The lion’s share of claims from the fires — almost $7.5 billion — are from Sonoma County, including $6.9 billion in losses for residential property. There were 4,785 county policyholder claims filed for total loss of property, while another 9,901 filed for partial losses or smoke damage.

The North Bay blazes that started Oct. 8 have become the costliest wildfires in American history in terms of insured loss. The 1991 Oakland Hills fire had previously held that title, with $1.7 billion in insured losses at the time, according to the Insurance Information Institute, a national industry trade organization that compiles claims data. The costliest disaster in American history remains Hurricane Katrina in 2005, with $41.1 billion in insured losses.

“These numbers not only represent staggering losses to tens of thousands of Californians,” state Insurance Commissioner Dave Jones said in a statement. “The October wildfires that devastated whole communities and tragically cost 44 people their lives have now proven to be the most destructive and deadliest in our state’s history.”

Napa County had more than $1.2 billion in overall insured losses, with 447 houses destroyed and another 2,023 properties with claims for partial destruction. Mendocino County had $181 million in losses, while Lake County suffered $52 million in insured claims.

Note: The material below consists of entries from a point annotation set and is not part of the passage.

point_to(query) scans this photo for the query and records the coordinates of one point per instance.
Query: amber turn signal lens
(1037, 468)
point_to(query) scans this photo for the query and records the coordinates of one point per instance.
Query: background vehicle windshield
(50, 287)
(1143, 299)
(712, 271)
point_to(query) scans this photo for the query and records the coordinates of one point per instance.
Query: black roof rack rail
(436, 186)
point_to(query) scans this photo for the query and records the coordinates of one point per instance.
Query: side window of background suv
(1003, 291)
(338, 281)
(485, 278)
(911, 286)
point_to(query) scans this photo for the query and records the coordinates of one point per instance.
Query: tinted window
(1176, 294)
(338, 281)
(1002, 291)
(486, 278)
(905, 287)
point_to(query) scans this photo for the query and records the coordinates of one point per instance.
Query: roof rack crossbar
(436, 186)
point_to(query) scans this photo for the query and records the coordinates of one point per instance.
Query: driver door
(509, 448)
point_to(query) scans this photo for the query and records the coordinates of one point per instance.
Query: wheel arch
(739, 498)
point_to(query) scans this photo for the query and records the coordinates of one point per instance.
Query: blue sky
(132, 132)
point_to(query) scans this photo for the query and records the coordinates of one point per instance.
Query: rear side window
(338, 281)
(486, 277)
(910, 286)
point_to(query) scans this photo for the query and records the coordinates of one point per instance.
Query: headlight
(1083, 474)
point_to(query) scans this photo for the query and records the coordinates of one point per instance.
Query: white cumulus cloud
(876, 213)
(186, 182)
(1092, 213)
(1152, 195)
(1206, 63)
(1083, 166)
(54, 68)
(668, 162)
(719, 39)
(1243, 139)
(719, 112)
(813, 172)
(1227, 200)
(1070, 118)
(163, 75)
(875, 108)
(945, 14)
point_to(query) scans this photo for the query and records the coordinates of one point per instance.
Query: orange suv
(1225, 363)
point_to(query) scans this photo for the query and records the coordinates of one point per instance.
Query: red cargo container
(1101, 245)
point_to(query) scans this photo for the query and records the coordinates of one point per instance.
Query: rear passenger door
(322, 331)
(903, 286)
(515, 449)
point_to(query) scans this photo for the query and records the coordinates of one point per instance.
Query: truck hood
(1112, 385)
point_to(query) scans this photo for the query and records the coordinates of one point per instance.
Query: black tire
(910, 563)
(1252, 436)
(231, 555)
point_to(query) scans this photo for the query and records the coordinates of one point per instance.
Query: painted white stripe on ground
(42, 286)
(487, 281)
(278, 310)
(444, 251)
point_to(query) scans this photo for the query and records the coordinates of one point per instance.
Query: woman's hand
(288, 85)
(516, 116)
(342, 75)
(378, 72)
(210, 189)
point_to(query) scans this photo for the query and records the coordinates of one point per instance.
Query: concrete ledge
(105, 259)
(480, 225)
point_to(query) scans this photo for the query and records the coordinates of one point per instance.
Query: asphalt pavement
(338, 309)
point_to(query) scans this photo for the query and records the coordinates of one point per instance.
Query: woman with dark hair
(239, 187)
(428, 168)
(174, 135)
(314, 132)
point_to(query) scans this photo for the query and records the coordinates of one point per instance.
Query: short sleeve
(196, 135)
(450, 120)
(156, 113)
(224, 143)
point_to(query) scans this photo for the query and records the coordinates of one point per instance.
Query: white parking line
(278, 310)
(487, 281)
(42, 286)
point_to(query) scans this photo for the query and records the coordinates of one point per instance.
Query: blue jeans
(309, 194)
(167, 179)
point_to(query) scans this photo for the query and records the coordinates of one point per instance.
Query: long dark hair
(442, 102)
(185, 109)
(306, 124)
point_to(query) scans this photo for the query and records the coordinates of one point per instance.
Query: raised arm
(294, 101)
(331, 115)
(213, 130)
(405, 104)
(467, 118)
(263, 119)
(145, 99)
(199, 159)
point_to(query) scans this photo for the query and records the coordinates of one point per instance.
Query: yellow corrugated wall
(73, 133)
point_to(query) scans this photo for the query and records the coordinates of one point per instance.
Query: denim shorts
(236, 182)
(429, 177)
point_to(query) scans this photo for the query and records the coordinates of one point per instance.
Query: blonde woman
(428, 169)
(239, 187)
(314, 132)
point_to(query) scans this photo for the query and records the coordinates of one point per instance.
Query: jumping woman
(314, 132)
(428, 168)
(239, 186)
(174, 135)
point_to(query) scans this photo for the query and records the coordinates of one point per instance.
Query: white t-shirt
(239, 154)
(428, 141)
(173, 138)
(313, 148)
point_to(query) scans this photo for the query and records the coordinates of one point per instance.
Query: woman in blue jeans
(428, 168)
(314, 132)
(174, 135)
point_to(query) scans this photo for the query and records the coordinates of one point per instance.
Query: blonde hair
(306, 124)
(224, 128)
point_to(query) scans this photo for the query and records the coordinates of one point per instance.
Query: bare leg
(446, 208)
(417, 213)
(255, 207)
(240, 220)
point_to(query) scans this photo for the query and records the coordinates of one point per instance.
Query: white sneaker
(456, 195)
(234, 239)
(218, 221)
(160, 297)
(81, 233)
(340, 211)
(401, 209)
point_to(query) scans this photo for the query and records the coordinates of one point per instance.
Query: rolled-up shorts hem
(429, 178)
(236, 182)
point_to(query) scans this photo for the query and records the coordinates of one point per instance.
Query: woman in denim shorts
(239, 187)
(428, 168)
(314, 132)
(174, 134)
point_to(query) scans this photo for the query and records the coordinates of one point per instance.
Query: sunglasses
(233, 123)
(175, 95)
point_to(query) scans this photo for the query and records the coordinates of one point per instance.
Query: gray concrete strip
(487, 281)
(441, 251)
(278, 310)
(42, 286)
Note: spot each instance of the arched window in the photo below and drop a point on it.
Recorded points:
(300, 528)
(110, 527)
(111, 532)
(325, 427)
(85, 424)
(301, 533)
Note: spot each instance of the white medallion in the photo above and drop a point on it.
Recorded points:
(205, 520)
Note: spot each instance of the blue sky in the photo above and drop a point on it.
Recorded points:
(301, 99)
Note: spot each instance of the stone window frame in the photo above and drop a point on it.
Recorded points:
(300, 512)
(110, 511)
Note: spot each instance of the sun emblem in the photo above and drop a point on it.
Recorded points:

The fires also resulted in a significant loss of vehicles, with almost 4,900 claims filed for destroyed personal and commercial cars and trucks in the region. In Sonoma County alone, 4,173 policyholders filed insurance claims on their vehicles, resulting in almost $70 million in damages.

More than $3 billion in claims have been paid to date by insurers, according to Jones, including almost $2.5 billion in Sonoma County.

About a third of insured claims have been paid for homeowner losses in the county so far, according to the data.

Homeowners, however, may find themselves underinsured in the rebuilding, depending on their policy, especially if they had not readjusted their coverage in many years or opted for more frugal coverage.

Contractors said the cost of rebuilding will rise over the next year because of an increase in the prices of building materials as well as the scarce availability of labor.

Those who have an extended replacement cost policy will be in much better shape because those policies pay a specified percentage over the policy limit to fully replace a damaged home — some up to 150 percent of the limit — or include specific coverage that provides for building code upgrades.

The department is hosting a workshop Saturday at The Glaser Center at the Unitarian Universalist Congregation of Santa Rosa, where residents can ask insurance questions of its personnel. The event runs from 10 a.m. to 4 p.m. Those who want a one-on-one counseling session are asked to call 800-927-4357 beforehand to reserve a spot.